The University of California-Santa Barbara student government recently voted 13-12 against an Israel divestment resolution in a highly contentious decision preceded by eight hours of debate.
The College Fix reported on some of that rancorous debate, but additional details have emerged via a letter to the editor in The Bottom Line campus news outlet.
Written by Margaux Gundzik, it details the quite shocking level of vitriol and hate that was spewed at Jewish students. She wrote in part:
I am disgusted by the normalization of anti-Semitic language so casually thrown around at the meeting. In those eight hours, I was told that Jews control the government, that all Jews are rich, that Zionism is racism, that the marginalization of Jewish students is justified because it prevents the marginalization of other minority groups, that Israel sterilizes its Ethiopian women (this is obviously not true), and that Palestinians in America who speak out against Israel are sought out by the IDF and denied entrance into Israel (also a ridiculous conspiracy theory). I heard a senator—someone who is supposed to be my representative—say that people were only voting against this resolution because they were afraid of losing “Jew support.” I heard my peers laugh at the mention of terrorists hurling stones at the heads of Israeli civilians intending to kill them. I saw students smile and cheer enthusiastically as a woman stood up and said the words, “I am ashamed to be a Jew.” The rhetoric I heard from students opposing Israel at this meeting could easily be equated to arguments that I have only seen in quotes at museums or mentioned in textbooks for their use in the justification of historical persecution of the Jewish race.
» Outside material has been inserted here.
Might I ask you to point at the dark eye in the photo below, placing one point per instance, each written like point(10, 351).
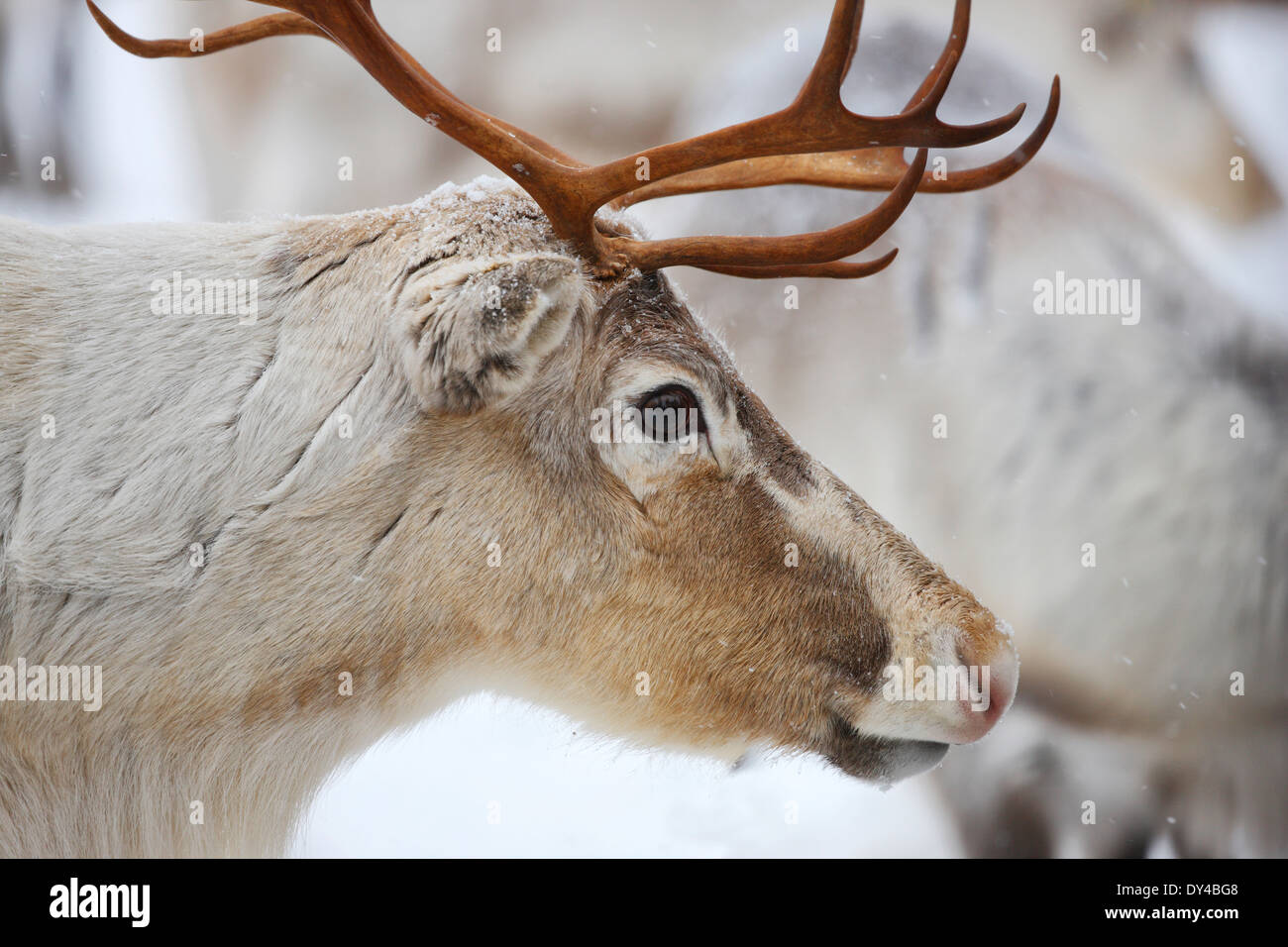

Ironically, it was the people who made these statements who also argued that this resolution was not anti-Semitic and that my personal feelings of it being anti-Semitic were invalid.
If any other minority had voiced these same concerns regarding any other resolution, no administration would dare question the validity of their feelings. The resolution would be dismissed without question. Yet, my community is forced to stand in front of hundreds of people year after year and explain to them why something is racially offensive to us.